The exterior borrows from the Han L, including a horizontal trim piece that links the headlights across the front. From the side, the Great Han stretches out with a long silhouette, and the roofline tapers back from the B-pillar in a fastback shape meant to echo European sports sedans. It is the kind of styling that telegraphs intent before the badge even registers.
Inside, the cabin pulls inspiration from the Great Tang SUV. The layout leans on luxury, comfort, and digital features, with the clear goal of outclassing the traditional premium players rather than simply matching them. BYD is not trying to look the part. It is trying to take the part.
The Numbers That Should Worry Stuttgart
Here is the part that matters. BYD does not just build cars. It builds the charging infrastructure too, and the Great Han is engineered to take advantage of the company’s megawatt flash charging technology. That means the sedan is designed to refill at speeds that make older systems look slow, a detail that hits legacy automakers where they are weakest.
The flagship will come in both plug-in hybrid and pure electric configurations, and it benefits from BYD’s second-generation Blade Battery. The early specifications are the real headline. The lineup includes an 880 km AWD LiDAR Flagship Edition and a 1,008 km RWD LiDAR Exclusive Edition. That top figure works out to more than 600 miles of range, a number that puts serious pressure on anything currently wearing a premium badge.
That detail matters because range and charging have been the two pain points that luxury EV buyers complain about most. BYD is attacking both at once, with one car, in the same segment where the establishment charges the most money.
Why The Timing Is No Accident
The Great Han is set to launch in the third quarter of this year, and it arrives with a job to do. Smaller BYD models have been dealing with recent sales slumps, and this sedan represents a push to reverse that by climbing upmarket. Instead of fighting harder for low-margin sales, the company is going where the profit lives.
This is where the story turns. BYD is not just trying to sell more cars. It is trying to change the kind of customer it attracts.
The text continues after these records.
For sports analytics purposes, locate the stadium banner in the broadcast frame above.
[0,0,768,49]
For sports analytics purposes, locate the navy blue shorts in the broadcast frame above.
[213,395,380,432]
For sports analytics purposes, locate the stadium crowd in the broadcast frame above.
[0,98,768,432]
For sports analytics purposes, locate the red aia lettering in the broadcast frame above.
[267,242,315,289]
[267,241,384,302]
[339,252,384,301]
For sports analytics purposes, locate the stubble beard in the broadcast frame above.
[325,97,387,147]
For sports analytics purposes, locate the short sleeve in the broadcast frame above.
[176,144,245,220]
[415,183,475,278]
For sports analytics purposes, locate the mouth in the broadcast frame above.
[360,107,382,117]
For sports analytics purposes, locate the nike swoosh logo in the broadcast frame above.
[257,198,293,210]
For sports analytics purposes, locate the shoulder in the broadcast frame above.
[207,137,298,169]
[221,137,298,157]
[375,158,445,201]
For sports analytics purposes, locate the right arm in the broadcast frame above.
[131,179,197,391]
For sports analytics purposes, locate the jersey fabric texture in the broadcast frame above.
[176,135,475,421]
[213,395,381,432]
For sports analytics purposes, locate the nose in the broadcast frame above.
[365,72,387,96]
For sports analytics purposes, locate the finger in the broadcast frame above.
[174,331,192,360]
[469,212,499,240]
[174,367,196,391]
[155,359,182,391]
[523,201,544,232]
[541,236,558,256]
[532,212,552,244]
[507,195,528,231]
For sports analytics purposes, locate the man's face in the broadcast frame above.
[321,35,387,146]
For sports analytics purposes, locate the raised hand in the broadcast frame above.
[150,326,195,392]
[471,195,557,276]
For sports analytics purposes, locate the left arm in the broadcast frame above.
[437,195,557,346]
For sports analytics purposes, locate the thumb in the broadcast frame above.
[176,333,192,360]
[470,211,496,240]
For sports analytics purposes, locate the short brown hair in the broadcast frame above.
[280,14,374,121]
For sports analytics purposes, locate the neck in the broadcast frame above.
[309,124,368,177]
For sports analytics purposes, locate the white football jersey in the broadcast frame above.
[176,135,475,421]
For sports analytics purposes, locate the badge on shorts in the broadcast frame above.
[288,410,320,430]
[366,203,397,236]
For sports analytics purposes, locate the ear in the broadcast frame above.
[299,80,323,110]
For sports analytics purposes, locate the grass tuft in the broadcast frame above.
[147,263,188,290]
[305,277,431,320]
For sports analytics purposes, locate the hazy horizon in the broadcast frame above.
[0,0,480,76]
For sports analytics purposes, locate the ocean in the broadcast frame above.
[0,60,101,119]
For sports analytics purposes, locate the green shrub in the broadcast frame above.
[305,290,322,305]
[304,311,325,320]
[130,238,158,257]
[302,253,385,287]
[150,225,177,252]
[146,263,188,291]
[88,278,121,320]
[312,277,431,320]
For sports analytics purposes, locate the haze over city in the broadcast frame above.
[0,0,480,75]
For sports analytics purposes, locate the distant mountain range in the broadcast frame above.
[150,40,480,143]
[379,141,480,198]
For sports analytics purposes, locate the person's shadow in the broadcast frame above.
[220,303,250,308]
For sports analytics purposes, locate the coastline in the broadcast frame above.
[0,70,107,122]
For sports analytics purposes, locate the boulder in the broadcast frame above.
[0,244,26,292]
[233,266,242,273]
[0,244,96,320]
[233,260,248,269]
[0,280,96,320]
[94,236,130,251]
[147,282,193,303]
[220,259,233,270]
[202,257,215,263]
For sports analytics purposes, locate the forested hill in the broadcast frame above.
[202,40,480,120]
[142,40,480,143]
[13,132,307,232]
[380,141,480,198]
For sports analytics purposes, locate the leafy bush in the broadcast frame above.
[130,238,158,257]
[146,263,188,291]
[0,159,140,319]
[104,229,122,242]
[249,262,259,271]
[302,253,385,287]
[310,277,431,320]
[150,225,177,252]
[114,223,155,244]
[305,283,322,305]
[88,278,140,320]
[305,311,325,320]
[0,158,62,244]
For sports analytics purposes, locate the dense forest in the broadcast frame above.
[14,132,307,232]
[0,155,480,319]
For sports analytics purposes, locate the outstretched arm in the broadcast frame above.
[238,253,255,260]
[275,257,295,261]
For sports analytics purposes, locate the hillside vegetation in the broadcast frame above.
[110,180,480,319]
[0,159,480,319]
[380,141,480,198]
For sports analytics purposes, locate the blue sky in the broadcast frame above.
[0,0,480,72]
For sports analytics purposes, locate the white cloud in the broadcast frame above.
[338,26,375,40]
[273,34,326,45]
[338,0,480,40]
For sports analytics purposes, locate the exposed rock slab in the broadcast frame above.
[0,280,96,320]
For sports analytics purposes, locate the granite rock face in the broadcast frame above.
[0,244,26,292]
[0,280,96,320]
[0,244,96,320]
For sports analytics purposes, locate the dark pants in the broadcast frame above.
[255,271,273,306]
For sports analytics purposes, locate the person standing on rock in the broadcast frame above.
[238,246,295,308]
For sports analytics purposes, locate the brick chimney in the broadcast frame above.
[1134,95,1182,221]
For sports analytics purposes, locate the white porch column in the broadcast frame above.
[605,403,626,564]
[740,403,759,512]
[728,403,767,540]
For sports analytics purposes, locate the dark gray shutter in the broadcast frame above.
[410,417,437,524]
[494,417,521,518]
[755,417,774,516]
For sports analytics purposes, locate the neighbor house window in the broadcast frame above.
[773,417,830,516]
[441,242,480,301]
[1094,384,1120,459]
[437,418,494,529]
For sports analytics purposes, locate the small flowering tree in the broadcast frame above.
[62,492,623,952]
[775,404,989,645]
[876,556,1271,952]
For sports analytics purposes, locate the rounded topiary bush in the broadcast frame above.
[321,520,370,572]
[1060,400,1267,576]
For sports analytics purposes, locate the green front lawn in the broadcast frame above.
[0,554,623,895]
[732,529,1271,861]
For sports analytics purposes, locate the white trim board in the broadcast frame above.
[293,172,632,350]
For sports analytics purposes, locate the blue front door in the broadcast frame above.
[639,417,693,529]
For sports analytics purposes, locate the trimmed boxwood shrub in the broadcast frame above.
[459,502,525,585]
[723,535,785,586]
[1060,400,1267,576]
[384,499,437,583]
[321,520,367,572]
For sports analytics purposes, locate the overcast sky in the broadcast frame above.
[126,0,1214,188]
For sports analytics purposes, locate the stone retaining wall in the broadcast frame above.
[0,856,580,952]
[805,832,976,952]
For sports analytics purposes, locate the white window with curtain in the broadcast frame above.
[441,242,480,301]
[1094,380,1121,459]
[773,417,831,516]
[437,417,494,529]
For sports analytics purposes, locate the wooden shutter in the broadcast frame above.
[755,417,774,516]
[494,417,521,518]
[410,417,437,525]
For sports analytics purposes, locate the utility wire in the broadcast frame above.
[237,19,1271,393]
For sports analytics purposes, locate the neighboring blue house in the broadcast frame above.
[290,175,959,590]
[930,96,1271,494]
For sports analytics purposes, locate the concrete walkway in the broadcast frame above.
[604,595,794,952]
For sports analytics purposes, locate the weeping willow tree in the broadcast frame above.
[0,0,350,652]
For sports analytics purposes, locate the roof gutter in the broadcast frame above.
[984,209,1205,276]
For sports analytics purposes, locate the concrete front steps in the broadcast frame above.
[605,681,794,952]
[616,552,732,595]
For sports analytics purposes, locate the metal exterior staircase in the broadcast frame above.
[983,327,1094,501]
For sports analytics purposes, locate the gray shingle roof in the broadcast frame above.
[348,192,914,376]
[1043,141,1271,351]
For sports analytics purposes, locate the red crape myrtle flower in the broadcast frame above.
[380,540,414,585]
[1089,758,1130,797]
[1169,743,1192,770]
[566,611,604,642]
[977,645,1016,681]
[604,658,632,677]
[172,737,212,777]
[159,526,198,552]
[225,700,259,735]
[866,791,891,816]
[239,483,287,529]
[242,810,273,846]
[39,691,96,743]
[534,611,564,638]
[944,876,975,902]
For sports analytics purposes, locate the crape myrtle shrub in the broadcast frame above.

A Taycan rival tells the world that BYD wants the buyers who currently sign checks to Porsche, Mercedes, and Audi. That is a different ambition than flooding the market with cheap EVs, and it is a far more direct threat to the old guard.
The Bigger Target Across The Ocean
The Great Han is one piece of a larger plan. BYD’s ultimate goal includes entering the North American market, with 2026 set as the arrival window for Chinese brands. The company is assembling a broad lineup capable of rattling both American and European competitors, and it has already shown it can build vehicles that legacy automakers only talk about. The Yangwang U8 hyper SUV, which can float on water, made that point loud and clear.
For now, Western enthusiasts are stuck watching from a distance. The Great Han is not on this side of the ocean yet, and the 2026 timeline means the wait will continue. But the message is impossible to miss. BYD is no longer content owning the mass market. It is hunting the luxury segment, and it is bringing real range, real charging speed, and real intent to the fight.
If the Great Han delivers supercar acceleration to go with those range figures, the brands that have ruled the premium EV space will finally have to answer for their prices. The only question left is how ready they are for a competitor that builds the car, the battery, and the charger all at once.